Investor Strategy

Nikola is ‘a broken stock’ and could lose another 75%, one strategist says

Trevor Milton
Nikola founder and executive chairman Trevor Milton.
Massimo Pinca/Reuters
  • Nikola’s stock price has been in freefall since a short-seller report accused the company of misleading investors.
  • Steve Kalayjian of Ticker Tocker thinks there could be further pain for the “broken stock” and it could crash to $5, from around $19.50, where it currently trades.
  • The stock received its first sell-rating from Wedbush this week after Nikola CEO Trevor Milton has stepped down.
  • Visit Business Insider’s homepage for more stories.

Shares in electric truck maker Nikola have been on a roller-coaster journey this month, ever since a scathing short-seller report complained the company had misled investors and one strategist is predicting the stock could lose another 75% in value.

Steve Kalayjian, chief strategist and co-founder of trading platform Ticker Tocker told Business Insider: “Looking at Nikola’s stock chart. It’s a broken stock. I would avoid it. It could possibly go to $5, it’s really hard to tell where it goes from here.”

The company went public in early June, when it hit a whopping $93.99. It has since lost 80% of its value, closing on Friday at $19.46.

“There is nothing from a technical view to support it,” Kalayjian added.

Nikola received its first “sell-rating” from Wedbush on Thursday. Analysts led by Dan Ives also cut their price target for Nikola to $15 from $45.

Nikola had been in talks with energy firms about potentially forming a partnership to build a network of hydrogen re-fueling stations that could eventually pave the way for the company to roll out hydrogen-powered trucks, but the Wall Street Journal reported on Wednesday that these talks had been put on “hold”.

The stock has shed around half its value since short-seller Hindenburg Research published a report on September 10, citing “extensive evidence” the company misled investors, prompting chief executive Trevor Milton to step down this week.

Anthony Denier, CEO of online trading platform Webull, thinks Wedbush will the the first in a raft of downgrades from Wall Street analysts.

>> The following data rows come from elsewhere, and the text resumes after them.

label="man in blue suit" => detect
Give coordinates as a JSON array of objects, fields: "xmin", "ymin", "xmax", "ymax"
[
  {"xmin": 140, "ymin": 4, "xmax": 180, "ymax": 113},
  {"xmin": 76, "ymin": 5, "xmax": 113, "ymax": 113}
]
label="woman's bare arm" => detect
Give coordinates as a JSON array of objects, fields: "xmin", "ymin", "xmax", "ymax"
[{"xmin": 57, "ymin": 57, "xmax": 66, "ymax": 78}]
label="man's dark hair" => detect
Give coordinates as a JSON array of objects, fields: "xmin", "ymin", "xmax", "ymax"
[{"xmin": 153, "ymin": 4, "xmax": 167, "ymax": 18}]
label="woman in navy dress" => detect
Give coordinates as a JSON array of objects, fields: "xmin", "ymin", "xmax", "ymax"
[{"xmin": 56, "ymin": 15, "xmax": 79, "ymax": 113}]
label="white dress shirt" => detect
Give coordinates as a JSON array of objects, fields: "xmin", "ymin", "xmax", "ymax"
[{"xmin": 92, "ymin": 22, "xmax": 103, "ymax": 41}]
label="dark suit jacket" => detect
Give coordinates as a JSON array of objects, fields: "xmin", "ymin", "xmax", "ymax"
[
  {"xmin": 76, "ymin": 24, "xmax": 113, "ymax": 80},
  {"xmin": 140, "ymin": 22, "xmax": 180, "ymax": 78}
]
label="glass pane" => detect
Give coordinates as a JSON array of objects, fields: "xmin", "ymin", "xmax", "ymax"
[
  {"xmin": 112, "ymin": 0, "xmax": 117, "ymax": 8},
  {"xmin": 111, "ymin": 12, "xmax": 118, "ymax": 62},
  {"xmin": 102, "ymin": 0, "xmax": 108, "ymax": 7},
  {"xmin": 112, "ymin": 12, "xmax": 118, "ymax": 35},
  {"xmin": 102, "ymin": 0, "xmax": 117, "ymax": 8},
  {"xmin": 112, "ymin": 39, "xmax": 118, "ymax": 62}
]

“There is definitely a herd mentality on Wall Street, and when one firm issues a sell rating, it gives cover to other analysts who might have wanted to make a similar call, but were reluctant to be so bold,” he said. “If the news gets worse, I wouldn’t be surprised if it goes lower than $15.”

The Securities and Exchange Commission and Department of Justice opened an investigation into Nikola last week.